- AI is set to change how people work, and businesses are working to find the best uses for it.
- Airbnb cofounder and CEO Brian Chesky has said he thinks AI will significantly change Airbnb.
- Chesky said they are working to make an AI “concierge” that can learn about a user over time.
As businesses across the globe work to figure out the best way artificial intelligence can be used in their company, it might soon reshape the way people travel too.
Airbnb CEO Brian Chesky said in June that the current iterations of viral chatbot ChatGPT and other AI chatbots are good for informational, factual questions. But a program that can be the “ultimate AI concierge” and learn about you over time is more valuable to Airbnb.
“Instead of Airbnb just asking you where are you going, and when are you going, we ask you some bigger questions like who are you, what do you want? Today, tomorrow, next year, in your life?'” Chesky said last month at Bloomberg’s Technology Summit. “The better we can understand you, the more we can be like the ultimate AI concierge pointing you to places, community, homes, experiences, and many more things.”
It’s not the first time Chesky has talked about the potential for AI to change the Airbnb experience, and what the company’s AI “concierge” will one day be able to do. Chesky has said the platform could be entirely reinvented by next May.
“Basically the short answer is next May you’re going to see a whole new Airbnb,” Chesky told travel site Skift in May. “We’ll do small things in November.

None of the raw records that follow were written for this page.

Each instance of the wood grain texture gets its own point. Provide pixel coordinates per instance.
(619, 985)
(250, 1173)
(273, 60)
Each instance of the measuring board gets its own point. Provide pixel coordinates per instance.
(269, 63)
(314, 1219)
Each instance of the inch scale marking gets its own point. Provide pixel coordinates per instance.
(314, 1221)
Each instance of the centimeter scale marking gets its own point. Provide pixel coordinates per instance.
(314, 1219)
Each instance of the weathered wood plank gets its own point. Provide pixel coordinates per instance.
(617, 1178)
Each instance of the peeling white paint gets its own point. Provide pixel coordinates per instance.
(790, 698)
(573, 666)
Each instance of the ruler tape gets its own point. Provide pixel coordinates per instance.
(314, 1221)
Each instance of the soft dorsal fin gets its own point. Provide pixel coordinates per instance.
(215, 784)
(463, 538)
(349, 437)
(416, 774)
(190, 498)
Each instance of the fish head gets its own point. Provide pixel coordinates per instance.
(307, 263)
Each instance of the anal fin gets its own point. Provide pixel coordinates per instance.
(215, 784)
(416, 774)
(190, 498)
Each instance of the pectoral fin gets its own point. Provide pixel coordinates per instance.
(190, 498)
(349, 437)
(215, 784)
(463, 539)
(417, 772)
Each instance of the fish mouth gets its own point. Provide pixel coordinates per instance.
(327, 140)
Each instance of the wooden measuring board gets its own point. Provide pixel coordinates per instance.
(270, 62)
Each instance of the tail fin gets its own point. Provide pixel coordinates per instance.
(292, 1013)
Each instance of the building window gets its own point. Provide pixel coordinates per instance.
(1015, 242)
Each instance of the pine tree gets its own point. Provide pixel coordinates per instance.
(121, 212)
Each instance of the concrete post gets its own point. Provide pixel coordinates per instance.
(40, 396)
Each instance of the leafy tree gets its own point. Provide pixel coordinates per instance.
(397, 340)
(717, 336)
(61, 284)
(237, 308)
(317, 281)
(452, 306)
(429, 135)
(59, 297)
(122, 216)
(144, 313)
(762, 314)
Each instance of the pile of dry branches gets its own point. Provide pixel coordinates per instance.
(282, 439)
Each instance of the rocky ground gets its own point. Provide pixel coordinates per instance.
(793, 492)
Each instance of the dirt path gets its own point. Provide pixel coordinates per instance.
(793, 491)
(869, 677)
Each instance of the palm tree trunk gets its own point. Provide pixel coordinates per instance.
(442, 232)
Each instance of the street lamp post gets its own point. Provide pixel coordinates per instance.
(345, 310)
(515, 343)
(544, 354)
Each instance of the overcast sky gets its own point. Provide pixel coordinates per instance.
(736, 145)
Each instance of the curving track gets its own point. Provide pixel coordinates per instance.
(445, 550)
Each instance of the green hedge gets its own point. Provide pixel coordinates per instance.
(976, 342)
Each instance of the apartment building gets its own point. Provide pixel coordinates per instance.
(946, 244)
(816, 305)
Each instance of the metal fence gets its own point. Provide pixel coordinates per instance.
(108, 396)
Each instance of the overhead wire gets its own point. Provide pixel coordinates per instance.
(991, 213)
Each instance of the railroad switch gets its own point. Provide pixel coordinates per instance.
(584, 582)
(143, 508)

But May, we’re basically rebuilding the entire app with AI at the center,” referring to Airbnb’s routine of releasing new features twice a year.
Chesky has said in interviews that he’s close with Sam Altman, the CEO of OpenAI, which is behind ChatGPT that helped spark the current AI craze. The two met in Silicon Valley startup accelerator Y Combinator.
The Airbnb cofounder told Skift that his engineering team helped OpenAI design its plugins that were released in March, but decided to put off implementing anything into Airbnb until he felt it could benefit users.
One of the first planned infusions of AI with Airbnb is in customer service, which is an area where jobs have already started to be cut across the tech industry, with executives saying AI can replace the work humans do interacting with customers. Chesky told Skift they plan to launch AI-assisted customer service in the fall, but with an emphasis on AI helping customer service representatives work faster instead of replacing them.
He said Airbnb has over 70 different customer service policies like cancellations and discrimination, with some over 100 pages long because of various contingencies. Instead of an inexperienced customer service rep searching through those policies, an AI program could analyze a customer complaint and instantly pull the right policy, helping the human work much faster.
“Hopefully it’s going to make you just think, ‘Oh my God, their customer service is amazing,'” Chesky told Skift.
AI could also help summarize hundreds of reviews to give users the simplest description of what a particular rental is like, Chesky said, or could analyze pictures provided by the person listing a property and instantly identify amenities for the listing’s description.